We’ll consider non-life insurance as an illustration.
Non-life insurance is for things such as your phone, car, house, travel, and other non-life things.
You might pay £500 to insure a £10,000 car against, for example, theft. In simple terms, the probability of making a claim against the full value of the car in any one year has to be 5%.1 Without necessarily thinking about it in those terms, most buyers of insurance probably consider 5% about right and therefore they believe that taking out the insurance is worth it.
But I do not think this is a good deal.
The reason I would not buy £500 insurance on my £10,000 car – other than the third-party insurance required by law – is down to my knowledge of the insurance company’s combined ratio.
The combined ratio is the sum of the claims and expense ratio.
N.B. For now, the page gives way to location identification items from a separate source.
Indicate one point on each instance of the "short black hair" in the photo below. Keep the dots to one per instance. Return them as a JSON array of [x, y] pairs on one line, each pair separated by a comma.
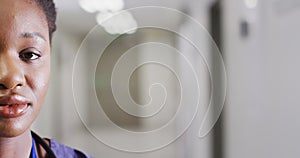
[[49, 9]]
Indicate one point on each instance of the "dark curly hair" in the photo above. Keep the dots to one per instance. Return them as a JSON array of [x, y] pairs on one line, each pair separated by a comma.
[[49, 9]]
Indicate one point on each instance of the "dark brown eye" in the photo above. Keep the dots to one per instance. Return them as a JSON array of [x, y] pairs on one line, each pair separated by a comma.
[[27, 56]]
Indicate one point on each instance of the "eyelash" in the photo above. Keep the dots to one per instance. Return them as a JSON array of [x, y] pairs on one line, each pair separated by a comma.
[[29, 55]]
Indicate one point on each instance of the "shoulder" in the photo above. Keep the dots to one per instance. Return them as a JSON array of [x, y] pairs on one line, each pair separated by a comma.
[[64, 151]]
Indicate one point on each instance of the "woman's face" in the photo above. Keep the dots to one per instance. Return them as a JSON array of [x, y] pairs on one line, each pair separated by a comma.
[[24, 64]]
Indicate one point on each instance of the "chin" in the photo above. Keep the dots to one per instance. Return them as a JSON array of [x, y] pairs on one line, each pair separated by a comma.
[[13, 127]]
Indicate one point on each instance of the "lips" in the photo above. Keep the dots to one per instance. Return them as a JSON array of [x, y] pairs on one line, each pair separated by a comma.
[[13, 106]]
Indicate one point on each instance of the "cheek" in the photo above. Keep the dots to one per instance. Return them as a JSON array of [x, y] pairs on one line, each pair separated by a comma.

- The claims ratio is exactly that – what the company pays out in claims to people whose cars were stolen or damaged, out of the pot of money it collects in premiums from customers.
- The expense ratio is all the other costs of the insurance company – marketing, administration, overhead, and so on.
Some types of insurance companies can have combined ratios over 100%. If customer’s claims don’t come due for a while, then the insurers can earn an interest on the premiums they’ve already collected until the claim falls due.
Earning money by investing this ‘float’ of premiums explains how insurance companies can be profitable, even when they write unprofitable insurance and so sport an overall combined ratio of greater than 100%.
However car insurance is usually a one-year policy, and insurance companies select assets that match their liabilities. Car insurance premiums are therefore invested in short-term securities that pay a low return. There’s no 20-year float for the insurance company to invest for long-term profits here.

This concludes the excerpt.